DIY Eggshell Succulent Garden

Eggshell succulent garden // via www.thebotanical.ca

Spring is here, and the arrival of the new season is evident — it seems everyone is buzzing and totally on board with spring and the promise of a not-so-far-off summer. And while we still have a little bit more waiting to do before we can get outside in the garden, diving into an inspiring indoor project is a great way to reconnect with the green stuff after a long, cold winter.

Whether you’re celebrating Spring Equinox, Easter or simply the promise of warmer days ahead, this eggshell garden is the perfect afternoon project to get your hands just a little bit dirty. What’s more is that this project is super simple, meaning you might actually have a chance to squeeze it in between spurts of spring cleaning and family get togethers. Here’s how.

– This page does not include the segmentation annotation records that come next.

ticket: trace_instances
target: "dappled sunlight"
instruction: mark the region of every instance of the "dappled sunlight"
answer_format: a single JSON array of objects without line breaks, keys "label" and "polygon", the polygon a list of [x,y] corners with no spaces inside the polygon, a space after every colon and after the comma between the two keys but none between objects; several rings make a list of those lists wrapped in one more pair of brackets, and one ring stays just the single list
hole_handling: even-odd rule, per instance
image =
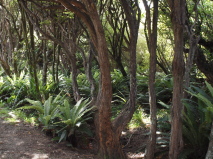
[{"label": "dappled sunlight", "polygon": [[137,158],[144,158],[145,153],[127,153],[128,158],[137,159]]},{"label": "dappled sunlight", "polygon": [[32,159],[45,159],[45,158],[49,158],[49,156],[47,154],[38,154],[38,153],[34,153],[32,154]]}]

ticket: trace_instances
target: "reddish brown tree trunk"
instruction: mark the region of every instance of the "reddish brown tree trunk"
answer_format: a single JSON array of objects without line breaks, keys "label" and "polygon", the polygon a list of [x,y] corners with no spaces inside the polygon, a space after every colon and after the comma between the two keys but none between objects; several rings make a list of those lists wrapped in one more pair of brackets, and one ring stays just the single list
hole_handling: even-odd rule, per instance
[{"label": "reddish brown tree trunk", "polygon": [[182,109],[183,104],[183,77],[184,77],[184,24],[185,24],[185,0],[170,0],[171,19],[174,32],[174,59],[173,67],[173,99],[171,109],[171,138],[169,147],[169,158],[177,159],[183,148],[182,139]]},{"label": "reddish brown tree trunk", "polygon": [[[157,108],[156,108],[156,93],[155,93],[155,73],[157,63],[157,20],[158,20],[158,1],[154,1],[153,20],[151,20],[150,8],[147,1],[143,0],[146,8],[146,24],[148,29],[148,48],[150,53],[149,59],[149,105],[151,115],[151,127],[149,142],[147,144],[146,159],[153,159],[156,147],[156,131],[157,131]],[[151,23],[152,21],[152,23]]]}]

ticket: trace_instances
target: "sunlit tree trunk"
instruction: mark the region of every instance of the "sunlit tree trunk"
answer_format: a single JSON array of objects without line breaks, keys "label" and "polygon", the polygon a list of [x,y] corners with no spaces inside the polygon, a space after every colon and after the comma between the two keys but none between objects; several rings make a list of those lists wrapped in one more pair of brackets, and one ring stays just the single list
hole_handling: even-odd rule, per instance
[{"label": "sunlit tree trunk", "polygon": [[146,0],[143,0],[146,9],[146,24],[148,30],[147,44],[150,53],[149,59],[149,105],[151,115],[151,127],[149,142],[147,144],[146,159],[153,159],[156,147],[156,131],[157,131],[157,108],[155,93],[155,74],[157,62],[157,20],[158,20],[158,1],[154,0],[153,20],[151,21],[150,8]]},{"label": "sunlit tree trunk", "polygon": [[213,123],[212,123],[212,126],[211,126],[211,133],[210,133],[209,141],[210,141],[209,147],[208,147],[208,151],[207,151],[205,159],[212,159],[213,158]]},{"label": "sunlit tree trunk", "polygon": [[171,21],[174,32],[174,59],[172,63],[173,74],[173,98],[171,109],[171,138],[169,146],[169,158],[177,159],[183,148],[182,139],[182,110],[183,104],[183,78],[184,78],[184,27],[185,27],[185,0],[169,0],[171,9]]}]

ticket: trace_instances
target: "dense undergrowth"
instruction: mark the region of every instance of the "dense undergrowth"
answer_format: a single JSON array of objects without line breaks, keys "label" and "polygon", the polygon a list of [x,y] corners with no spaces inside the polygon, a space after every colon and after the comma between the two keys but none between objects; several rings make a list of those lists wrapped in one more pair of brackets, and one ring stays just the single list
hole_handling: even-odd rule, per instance
[{"label": "dense undergrowth", "polygon": [[[38,74],[38,77],[41,75]],[[118,70],[111,74],[113,85],[112,118],[120,112],[128,99],[128,78]],[[172,99],[172,78],[158,73],[156,76],[158,109],[157,156],[168,153],[170,137],[170,107]],[[98,85],[99,73],[94,73]],[[41,126],[44,133],[59,142],[67,140],[71,146],[87,146],[94,139],[93,113],[96,108],[90,104],[90,83],[85,74],[78,75],[81,96],[75,103],[72,93],[72,78],[61,74],[59,83],[54,83],[51,74],[47,84],[39,83],[40,99],[27,72],[19,76],[0,77],[0,116],[6,120],[22,119]],[[138,73],[137,106],[128,129],[149,128],[148,76]],[[213,88],[210,84],[193,83],[189,99],[184,99],[183,116],[184,150],[180,158],[204,158],[209,142],[213,113]]]}]

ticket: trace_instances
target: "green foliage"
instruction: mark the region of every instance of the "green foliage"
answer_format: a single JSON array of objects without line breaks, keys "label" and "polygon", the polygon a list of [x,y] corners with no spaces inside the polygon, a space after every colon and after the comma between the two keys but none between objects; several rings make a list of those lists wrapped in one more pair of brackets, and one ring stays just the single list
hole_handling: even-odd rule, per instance
[{"label": "green foliage", "polygon": [[31,105],[23,106],[18,109],[35,109],[39,112],[39,121],[43,124],[44,130],[50,130],[53,128],[53,122],[56,117],[59,115],[59,107],[64,100],[64,96],[62,97],[58,94],[55,98],[50,96],[44,104],[40,101],[34,101],[30,99],[26,99]]},{"label": "green foliage", "polygon": [[128,127],[131,129],[145,128],[149,123],[150,123],[149,115],[144,113],[143,109],[139,109],[135,111],[135,113],[133,114],[132,120],[128,124]]},{"label": "green foliage", "polygon": [[200,159],[205,157],[209,143],[213,115],[213,87],[206,82],[206,88],[191,86],[188,93],[195,98],[183,101],[185,106],[183,137],[186,144],[181,155],[185,154],[190,159]]}]

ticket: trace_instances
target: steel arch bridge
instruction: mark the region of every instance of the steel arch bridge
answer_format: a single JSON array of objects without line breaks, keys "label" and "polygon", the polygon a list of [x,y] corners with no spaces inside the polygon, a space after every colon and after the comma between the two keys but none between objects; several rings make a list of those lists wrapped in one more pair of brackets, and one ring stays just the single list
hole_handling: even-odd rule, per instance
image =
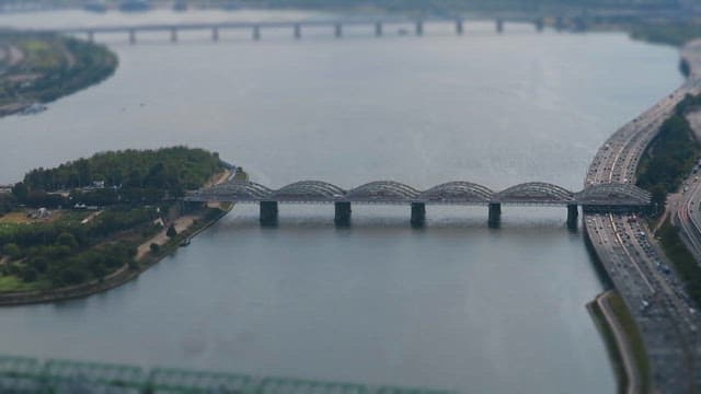
[{"label": "steel arch bridge", "polygon": [[495,193],[489,187],[464,181],[444,183],[423,192],[394,181],[370,182],[349,190],[322,181],[295,182],[279,189],[253,182],[230,181],[189,193],[185,200],[643,207],[651,204],[651,196],[636,186],[618,183],[591,185],[573,193],[550,183],[529,182]]},{"label": "steel arch bridge", "polygon": [[352,202],[404,204],[417,199],[420,190],[394,181],[377,181],[350,189],[343,200]]},{"label": "steel arch bridge", "polygon": [[512,186],[496,195],[502,204],[526,205],[568,205],[575,204],[574,194],[564,187],[544,183],[529,182]]},{"label": "steel arch bridge", "polygon": [[301,181],[269,194],[271,199],[285,202],[333,202],[346,190],[321,181]]},{"label": "steel arch bridge", "polygon": [[471,182],[447,182],[421,194],[420,199],[429,204],[485,205],[494,200],[494,192]]}]

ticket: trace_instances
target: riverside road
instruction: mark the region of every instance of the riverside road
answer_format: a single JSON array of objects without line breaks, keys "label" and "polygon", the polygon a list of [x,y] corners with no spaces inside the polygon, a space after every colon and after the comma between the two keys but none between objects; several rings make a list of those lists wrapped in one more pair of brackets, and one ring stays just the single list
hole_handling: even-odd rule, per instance
[{"label": "riverside road", "polygon": [[[687,81],[614,132],[589,166],[585,185],[634,184],[641,155],[686,94],[701,91],[701,44],[687,45]],[[651,361],[652,383],[663,393],[701,387],[701,321],[670,263],[634,215],[585,213],[584,225],[606,271],[641,329]],[[633,382],[629,387],[639,386]]]}]

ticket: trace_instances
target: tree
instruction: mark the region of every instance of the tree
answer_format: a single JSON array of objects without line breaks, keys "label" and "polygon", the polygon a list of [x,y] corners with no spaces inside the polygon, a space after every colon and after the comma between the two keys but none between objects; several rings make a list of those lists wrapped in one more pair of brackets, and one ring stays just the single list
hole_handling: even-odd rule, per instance
[{"label": "tree", "polygon": [[71,251],[74,251],[78,247],[78,241],[76,241],[73,234],[68,232],[60,233],[60,235],[58,235],[58,237],[56,239],[56,244],[68,246],[68,248],[70,248]]},{"label": "tree", "polygon": [[650,189],[652,202],[657,207],[657,211],[664,211],[667,202],[667,190],[663,185],[655,185]]},{"label": "tree", "polygon": [[175,235],[177,235],[177,231],[175,230],[175,225],[171,224],[168,227],[168,230],[165,230],[165,235],[168,235],[168,237],[172,239]]},{"label": "tree", "polygon": [[18,182],[12,186],[12,195],[16,197],[18,200],[24,201],[30,195],[30,190],[23,182]]},{"label": "tree", "polygon": [[22,250],[20,250],[20,246],[18,246],[18,244],[9,243],[2,247],[2,254],[10,257],[10,259],[18,259],[22,256]]}]

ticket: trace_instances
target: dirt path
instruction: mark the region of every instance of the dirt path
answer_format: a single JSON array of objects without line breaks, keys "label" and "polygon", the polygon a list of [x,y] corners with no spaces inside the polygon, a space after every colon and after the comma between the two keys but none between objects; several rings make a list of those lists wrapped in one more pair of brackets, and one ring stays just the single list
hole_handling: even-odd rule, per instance
[{"label": "dirt path", "polygon": [[637,394],[641,390],[641,381],[642,376],[640,371],[635,364],[635,357],[633,356],[633,349],[629,341],[623,327],[621,327],[621,323],[616,318],[616,314],[611,305],[609,304],[609,298],[613,293],[611,291],[607,291],[604,294],[597,297],[596,302],[601,309],[604,316],[609,323],[611,331],[613,332],[613,337],[616,338],[616,344],[619,349],[619,354],[621,355],[621,359],[623,361],[623,368],[625,369],[625,375],[628,378],[628,387],[625,393],[629,394]]},{"label": "dirt path", "polygon": [[[181,232],[187,230],[187,228],[191,227],[196,219],[197,219],[197,216],[195,215],[186,215],[175,219],[175,221],[173,222],[173,225],[175,227],[175,231],[177,231],[177,233],[180,234]],[[161,232],[152,236],[150,240],[147,240],[145,243],[140,244],[136,253],[136,259],[139,260],[143,258],[143,256],[146,256],[151,251],[152,243],[159,246],[163,246],[169,240],[168,235],[165,235],[166,231],[168,231],[168,228],[163,229]]]},{"label": "dirt path", "polygon": [[10,67],[16,66],[24,61],[24,53],[20,50],[20,48],[10,45],[8,47],[8,53],[10,54],[10,56],[8,57],[8,65]]}]

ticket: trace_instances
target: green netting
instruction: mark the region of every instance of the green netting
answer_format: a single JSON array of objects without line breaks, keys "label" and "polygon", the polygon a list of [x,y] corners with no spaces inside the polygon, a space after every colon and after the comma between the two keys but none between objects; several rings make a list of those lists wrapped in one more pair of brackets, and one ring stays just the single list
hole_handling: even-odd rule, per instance
[{"label": "green netting", "polygon": [[294,378],[0,356],[2,394],[448,394]]}]

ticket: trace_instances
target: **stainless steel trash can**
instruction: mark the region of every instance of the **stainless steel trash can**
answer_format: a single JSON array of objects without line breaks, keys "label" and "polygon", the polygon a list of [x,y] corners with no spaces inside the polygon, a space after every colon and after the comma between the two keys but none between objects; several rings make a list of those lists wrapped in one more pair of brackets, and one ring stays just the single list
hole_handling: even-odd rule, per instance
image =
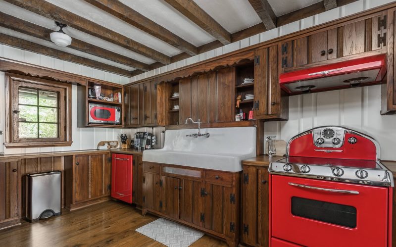
[{"label": "stainless steel trash can", "polygon": [[61,173],[26,176],[26,219],[30,222],[60,214]]}]

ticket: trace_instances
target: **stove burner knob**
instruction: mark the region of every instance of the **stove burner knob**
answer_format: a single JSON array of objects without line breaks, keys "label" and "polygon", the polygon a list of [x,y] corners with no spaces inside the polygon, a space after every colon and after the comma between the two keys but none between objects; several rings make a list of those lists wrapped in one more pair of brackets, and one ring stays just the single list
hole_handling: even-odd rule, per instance
[{"label": "stove burner knob", "polygon": [[360,179],[364,179],[368,176],[368,173],[362,169],[359,169],[355,173],[356,177]]},{"label": "stove burner knob", "polygon": [[319,145],[321,145],[325,143],[325,139],[322,138],[321,137],[319,137],[317,139],[316,139],[316,144]]},{"label": "stove burner knob", "polygon": [[336,177],[342,177],[344,175],[344,170],[339,167],[333,169],[332,171],[333,175]]},{"label": "stove burner knob", "polygon": [[355,137],[349,137],[348,138],[348,142],[349,144],[354,144],[357,142],[357,139],[356,139]]},{"label": "stove burner knob", "polygon": [[300,171],[302,173],[308,173],[311,171],[311,168],[306,165],[304,165],[300,167]]},{"label": "stove burner knob", "polygon": [[283,170],[285,172],[290,172],[292,170],[292,165],[290,164],[286,164],[283,166]]},{"label": "stove burner knob", "polygon": [[338,145],[340,143],[341,143],[341,140],[340,140],[340,138],[337,138],[337,137],[334,138],[331,141],[331,142],[333,143],[333,144],[335,145]]}]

Eggshell succulent garden // via www.thebotanical.ca

1. Pick your plant friends

The options are endless here, and variety is key. Here, we used a few mini succulents and air plants, rounded out with just a couple of assorted seedlings from the greenhouse for good measure. If you’re on the ball, propagating from seed would be a great option here — think cat grass or even microgreens.

2. Prep the eggshells

Any eggs will do, but go for farm fresh if you can swing it — those speckled browns and blues just can’t be beat. Simply crack eggs in half or, to get the added effect of a whole egg, softly tap the crown of your egg with a spoon to remove just the upper portion of the shell. Either way, reserve the yolk and white for later use and rinse well. The eggs used here are wearing their original coat, but experimenting with natural dyes would certainly be a fun avenue to explore.

Eggshell succulent garden // via www.thebotanical.ca

3. Plant ‘em

Carefully place your plant in the shell, using a spoon to add potting soil mixture as needed. If using air plants, of course no soil is required! (Note: These plant babies will eventually need to be repotted, but if you’re planning to keep them housed in the eggshells for a while yet, we’d recommend poking an additional hole in the bottom of the shell to allow for proper drainage.)

4. Choose your display

This wee little garden is adorable in an egg carton, but you could also get creative by arranging eggs in a nest of Spanish moss or in egg holders (imagine these at individual place settings for Easter dinner). Either way, these make a great last minute hostess gift as a unique alternative (or, if we’re being honest, addition) to a basket of chocolate eggs.